The show went well last night, and I got to hug Kate and her daughter (who wasn’t so sure about being hugged by a stranger). I muffed a line … well, Captain Von Trapp muffed a line and I didn’t pick it up, but no one noticed.
And again, I loved it! I enjoy giving talks, and after I’m done I’m similarly jazzed, but I don’t look forward to it as much as I do to this. Probably because I get to be a different person.
Though frankly, Sister Krissie and Anne Stuart aren’t really me, you know. Well, anyone who reads here definitely knows it. That’s the public me, bouncy and charming, without a care in the world. It’s an easy role to slip into.
But I enjoy slipping into Sister Margaretta even more, playing with her lines, singing her songs. It’s just fun.

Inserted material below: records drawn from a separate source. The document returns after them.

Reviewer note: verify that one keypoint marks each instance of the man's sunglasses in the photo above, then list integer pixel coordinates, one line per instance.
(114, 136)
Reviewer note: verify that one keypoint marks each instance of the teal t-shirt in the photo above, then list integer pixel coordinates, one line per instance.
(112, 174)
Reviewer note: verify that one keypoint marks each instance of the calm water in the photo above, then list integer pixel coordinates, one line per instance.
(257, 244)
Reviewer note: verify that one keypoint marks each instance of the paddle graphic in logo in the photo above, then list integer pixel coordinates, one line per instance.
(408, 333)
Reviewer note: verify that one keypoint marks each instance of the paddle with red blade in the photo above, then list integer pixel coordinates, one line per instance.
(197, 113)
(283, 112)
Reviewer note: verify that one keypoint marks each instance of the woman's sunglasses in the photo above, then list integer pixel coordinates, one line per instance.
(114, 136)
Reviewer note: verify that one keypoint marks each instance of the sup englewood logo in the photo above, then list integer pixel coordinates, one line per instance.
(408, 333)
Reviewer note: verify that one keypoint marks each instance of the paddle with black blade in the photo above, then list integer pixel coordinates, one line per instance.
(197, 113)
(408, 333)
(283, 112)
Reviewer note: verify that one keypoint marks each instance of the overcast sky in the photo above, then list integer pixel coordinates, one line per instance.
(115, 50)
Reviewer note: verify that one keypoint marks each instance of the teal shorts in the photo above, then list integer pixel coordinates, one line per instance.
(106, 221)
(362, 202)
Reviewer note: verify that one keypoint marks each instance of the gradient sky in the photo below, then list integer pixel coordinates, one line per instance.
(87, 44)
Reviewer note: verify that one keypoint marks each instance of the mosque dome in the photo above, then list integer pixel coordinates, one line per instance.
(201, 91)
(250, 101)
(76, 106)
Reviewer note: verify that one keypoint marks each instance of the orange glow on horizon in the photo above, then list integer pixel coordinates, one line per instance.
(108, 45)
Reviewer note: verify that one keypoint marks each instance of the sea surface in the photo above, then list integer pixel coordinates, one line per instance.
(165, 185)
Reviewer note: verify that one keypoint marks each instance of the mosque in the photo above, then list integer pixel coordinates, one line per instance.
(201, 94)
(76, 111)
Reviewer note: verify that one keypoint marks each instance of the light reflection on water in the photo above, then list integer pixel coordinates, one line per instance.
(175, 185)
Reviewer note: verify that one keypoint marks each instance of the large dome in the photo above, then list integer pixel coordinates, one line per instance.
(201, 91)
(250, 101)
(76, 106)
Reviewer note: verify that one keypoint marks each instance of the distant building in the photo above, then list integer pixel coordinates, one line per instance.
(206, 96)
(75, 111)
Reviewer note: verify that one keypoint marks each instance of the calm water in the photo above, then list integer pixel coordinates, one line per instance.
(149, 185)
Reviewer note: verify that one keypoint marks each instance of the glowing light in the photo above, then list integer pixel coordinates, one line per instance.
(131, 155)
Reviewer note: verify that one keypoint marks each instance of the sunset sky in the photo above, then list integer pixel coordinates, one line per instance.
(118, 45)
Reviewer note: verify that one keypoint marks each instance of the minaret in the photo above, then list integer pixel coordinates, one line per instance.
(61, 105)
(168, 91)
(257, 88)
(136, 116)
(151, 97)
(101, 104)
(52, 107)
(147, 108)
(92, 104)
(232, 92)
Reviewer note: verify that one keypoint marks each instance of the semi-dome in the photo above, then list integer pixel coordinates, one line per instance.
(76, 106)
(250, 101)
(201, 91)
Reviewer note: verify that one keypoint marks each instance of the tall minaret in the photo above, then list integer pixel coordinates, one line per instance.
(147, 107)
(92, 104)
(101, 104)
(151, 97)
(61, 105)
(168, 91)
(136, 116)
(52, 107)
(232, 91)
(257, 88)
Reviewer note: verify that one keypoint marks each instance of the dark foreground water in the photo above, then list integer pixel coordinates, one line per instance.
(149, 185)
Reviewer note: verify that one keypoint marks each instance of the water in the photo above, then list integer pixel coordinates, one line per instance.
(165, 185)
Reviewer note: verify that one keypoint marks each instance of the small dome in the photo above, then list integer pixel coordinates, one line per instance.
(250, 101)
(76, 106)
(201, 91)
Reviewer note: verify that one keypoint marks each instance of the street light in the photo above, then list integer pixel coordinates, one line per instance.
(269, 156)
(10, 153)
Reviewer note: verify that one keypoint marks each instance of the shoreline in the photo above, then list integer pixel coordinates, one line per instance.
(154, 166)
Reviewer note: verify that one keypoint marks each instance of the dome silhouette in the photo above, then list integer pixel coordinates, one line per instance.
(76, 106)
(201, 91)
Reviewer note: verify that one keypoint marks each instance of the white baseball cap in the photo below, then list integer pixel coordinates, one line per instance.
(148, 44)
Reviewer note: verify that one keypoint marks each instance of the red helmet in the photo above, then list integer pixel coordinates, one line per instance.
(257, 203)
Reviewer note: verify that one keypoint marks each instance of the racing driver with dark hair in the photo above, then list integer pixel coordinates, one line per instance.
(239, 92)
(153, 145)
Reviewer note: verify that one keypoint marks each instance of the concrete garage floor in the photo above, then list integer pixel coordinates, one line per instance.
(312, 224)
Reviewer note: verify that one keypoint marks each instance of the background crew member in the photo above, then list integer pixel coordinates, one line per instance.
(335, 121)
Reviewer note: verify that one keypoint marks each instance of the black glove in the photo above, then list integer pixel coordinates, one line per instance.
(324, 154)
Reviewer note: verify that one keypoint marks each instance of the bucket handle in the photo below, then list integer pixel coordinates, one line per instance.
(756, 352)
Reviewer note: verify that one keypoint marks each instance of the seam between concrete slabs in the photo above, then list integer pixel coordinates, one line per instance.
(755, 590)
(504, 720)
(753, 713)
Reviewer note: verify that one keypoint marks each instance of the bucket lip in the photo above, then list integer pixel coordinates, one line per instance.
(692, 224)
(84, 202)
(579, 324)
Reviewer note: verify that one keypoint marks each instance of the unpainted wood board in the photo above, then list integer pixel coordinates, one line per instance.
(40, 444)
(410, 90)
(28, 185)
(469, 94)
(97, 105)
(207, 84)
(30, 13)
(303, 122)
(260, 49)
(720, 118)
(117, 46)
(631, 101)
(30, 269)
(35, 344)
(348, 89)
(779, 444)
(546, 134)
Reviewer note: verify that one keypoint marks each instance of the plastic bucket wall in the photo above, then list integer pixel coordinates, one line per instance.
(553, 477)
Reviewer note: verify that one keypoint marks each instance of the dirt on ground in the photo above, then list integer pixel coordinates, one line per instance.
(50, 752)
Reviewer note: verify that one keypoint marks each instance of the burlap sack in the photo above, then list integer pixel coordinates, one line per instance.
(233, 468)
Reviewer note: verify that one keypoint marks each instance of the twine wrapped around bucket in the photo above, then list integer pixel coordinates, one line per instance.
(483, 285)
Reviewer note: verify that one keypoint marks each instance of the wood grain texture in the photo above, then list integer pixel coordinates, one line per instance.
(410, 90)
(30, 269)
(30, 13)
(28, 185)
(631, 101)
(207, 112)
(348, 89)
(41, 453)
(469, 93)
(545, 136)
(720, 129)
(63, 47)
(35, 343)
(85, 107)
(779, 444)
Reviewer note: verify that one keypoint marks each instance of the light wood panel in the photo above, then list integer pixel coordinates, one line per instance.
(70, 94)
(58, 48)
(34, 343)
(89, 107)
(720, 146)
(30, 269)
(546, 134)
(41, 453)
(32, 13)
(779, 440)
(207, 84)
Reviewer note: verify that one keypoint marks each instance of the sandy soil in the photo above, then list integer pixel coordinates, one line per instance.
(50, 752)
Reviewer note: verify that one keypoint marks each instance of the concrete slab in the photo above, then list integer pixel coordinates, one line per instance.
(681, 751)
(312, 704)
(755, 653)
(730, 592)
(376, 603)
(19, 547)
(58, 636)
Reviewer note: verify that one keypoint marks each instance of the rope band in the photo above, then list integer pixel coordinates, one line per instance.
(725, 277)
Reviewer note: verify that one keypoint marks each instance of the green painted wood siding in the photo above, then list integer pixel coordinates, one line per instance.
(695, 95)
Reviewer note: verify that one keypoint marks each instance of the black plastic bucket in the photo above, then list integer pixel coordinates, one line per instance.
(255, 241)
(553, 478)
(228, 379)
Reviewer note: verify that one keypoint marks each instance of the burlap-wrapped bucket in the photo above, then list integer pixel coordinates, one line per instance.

So the obituaries are done and have run in the newspapers. Here’s the link: http://tinyurl.com/cozff94 Next, figure out the arrangements and time for the graveside service. I suddenly realized that Richie could go and get another quote for the headstone, taking that off my plate. And I asked Cousin Emmie (Sister Sophia) to sound out her sister about hosting the after graveside gathering. Otherwise we can have it here, maybe, or rent a place. I’ll call my niece tonight. Work on the apartment.
Then, starting next week, just balance the writing with clearing the apartment and dealing with the strange sense of loss. Oh, and starting to pay more attention to healthy choices.
I haven’t gone crazy. There was one McDonald’s visit when there was no other choice and I was out of time and devastated. (On my way to the shrink). I was nibbling at the fruitcake at rehearsal yesterday before it hit me that it was a sweet (duh!). Eating too many goldfish because the kids eat them non-stop (it’s the official snack of our production). I bring one of those huge containers every night and they almost disappear. Hungry little Von Trapps.
But I haven’t been eating chips or sweets (I could have had peach cobbler made by Julia Child’s editor and the author of one of the 10 best cookbooks on 2009). I did eat her broccoli and divine pork.
So it won’t be too hard to get back on track. And my clothes are still loose on me, so I couldn’t have done that much damage.
We’ll know on Monday.
I’m being pretty boring, I know. Play and mother stuff, play and mother stuff. But really, that’s all my life is right now.
I loved hearing what you guys are doing. But I think the consensus, and I agree, is we change lives by being who we are. Doing what we do. Maybe that’s why I was surprised by hearing that my mother and sister changed lives. They didn’t set out to change lives or make a difference — they were both too wounded and self-protective to look outside themselves. But for a while Taffy worked the program (AA) and worked it well. And my mother, in passing on her writing knowledge, made a huge difference that she hadn’t expected to make.
So I guess we have to keep on being who we are, but remembering kindness and attention to others makes the world a better place. It’s probably up to the other people to change their own lives, take what they can from you and others.
Okay, that’s my great thought for the day. Now off to my mother’s to be depressed. I think I’ll play an audiobook to keep me distracted.